Exercise 10: Macros Calling Macros

We briefly mentioned in a previous exercise that macros are able to call other macros. In this exercise we will look at a brief example of that. Before we do, there are three small notes we should mention.

Useful built-in macros

There are two useful macros which the standard library provides - stringify!() and concat!(). Both of them produce static string slices, made up of tokens.

The stringify! macro takes tokens and turns them into a &str that textually represents what those tokens are. For example, stringify!(1 + 1) will become "1 + 1".

The concat! macro takes a comma-separated list of literals, and creates a &str which concatenates them. For example, concat!("test", true, 99) becomes "testtrue99".

It's useful to know that if either of these have a macro in their parameter, (i.e. stringify!(test!())), the internal macro will be expanded first. So, if test!() expanded to 1 + 1, your string would be "1 + 1", not "test!()".

The tt fragment specifier

An important macro specifier which we have not, as of yet, discussed, is the tt macro. This captures a "Token Tree", which is any token, or a group of tokens inside brackets. This is the most flexible fragment specifier, because it imposes no meaning on what the captured tokens might be. For example:

macro_rules! stringify_number {
    (one) => {"1"};
    (two) => {"2"};
    ($tokens:tt) => { stringify!($tokens)};
}

fn main() {
stringify_number!(one); // is "1"
stringify_number!(while); // is "while"
stringify_number!(bing_bang_boom); // is "bing_bang_boom"
}

It's really important to keep in mind with tt macros that you must ensure that anything after them can be unambiguously parsed.

In other words, the metavariable $($thing:tt)* (ending with *, + OR ?) must be the last fragment in the parser. Since anything can be a token tree, Rust could not know what to accept after that parser.

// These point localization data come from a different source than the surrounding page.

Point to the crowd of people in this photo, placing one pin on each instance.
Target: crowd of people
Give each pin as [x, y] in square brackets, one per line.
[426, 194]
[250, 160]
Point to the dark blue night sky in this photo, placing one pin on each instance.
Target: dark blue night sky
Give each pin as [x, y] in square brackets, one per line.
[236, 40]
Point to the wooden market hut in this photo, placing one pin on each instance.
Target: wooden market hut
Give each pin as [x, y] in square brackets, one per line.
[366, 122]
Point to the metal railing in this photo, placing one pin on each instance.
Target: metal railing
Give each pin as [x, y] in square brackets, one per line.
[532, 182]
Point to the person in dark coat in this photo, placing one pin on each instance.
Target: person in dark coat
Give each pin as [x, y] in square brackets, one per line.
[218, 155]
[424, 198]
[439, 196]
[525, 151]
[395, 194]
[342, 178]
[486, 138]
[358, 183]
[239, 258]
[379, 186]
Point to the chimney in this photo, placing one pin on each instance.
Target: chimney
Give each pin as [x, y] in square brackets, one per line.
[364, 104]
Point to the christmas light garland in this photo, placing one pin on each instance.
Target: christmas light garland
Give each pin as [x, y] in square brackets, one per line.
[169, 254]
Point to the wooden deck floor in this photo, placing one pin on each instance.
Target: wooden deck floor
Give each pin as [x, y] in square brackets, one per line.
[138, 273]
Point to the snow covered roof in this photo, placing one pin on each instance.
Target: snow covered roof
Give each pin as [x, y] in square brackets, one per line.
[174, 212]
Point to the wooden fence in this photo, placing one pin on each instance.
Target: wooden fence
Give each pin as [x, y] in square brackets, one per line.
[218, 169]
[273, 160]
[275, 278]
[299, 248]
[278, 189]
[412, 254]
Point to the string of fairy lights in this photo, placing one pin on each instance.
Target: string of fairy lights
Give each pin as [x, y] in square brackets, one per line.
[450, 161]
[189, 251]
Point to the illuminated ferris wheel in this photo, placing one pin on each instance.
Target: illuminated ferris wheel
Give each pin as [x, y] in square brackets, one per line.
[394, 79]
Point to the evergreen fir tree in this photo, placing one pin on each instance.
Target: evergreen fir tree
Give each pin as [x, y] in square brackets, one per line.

To avoid this issue, you can either match a single tt, and make the user wrap multiple tokens inside brackets, or you can specify a delimiter for your match (i.e. $($thing:tt),+, since two token trees not separated by a , could not match).

Restrictions on "Forwarding Macros"

There is one important restriction when calling a macro using another macro.

When forwarding a matched fragment to another macro-by-example, matchers in the second macro will see an opaque AST of the fragment type. The second macro can't use literal tokens to match the fragments in the matcher, only a fragment specifier of the same type. The ident, lifetime, and tt fragment types are an exception, and can be matched by literal tokens. The following illustrates this restriction:

macro_rules! foo {
    ($l:expr) => { bar!($l); }
// ERROR:               ^^ no rules expected this token in macro call
}

macro_rules! bar {
    (3) => {}
}

fn main() {
foo!(3);
}

The following illustrates how tokens can be directly matched after matching a tt fragment:

// compiles OK
macro_rules! foo {
    ($l:tt) => { bar!($l); }
}

macro_rules! bar {
    (3) => {}
}

fn main() {
foo!(3);
}

Exercise 10: Macros Calling Macros

In this exercise, you have already been provided with a macro called digit, which maps the identifiers zero through nine to a &str with their numeric value.

Your task is to write a macro called number!() which takes at least one of the identifiers zero through nine, and converts them to a string containing numbers.

For example, number!(one two three) should expand to "123".

Note: previously exercise 10 was about making a hashmap. The exercise has changed, but the old code is still available in the archive/ directory. It will be removed on the next update of this book.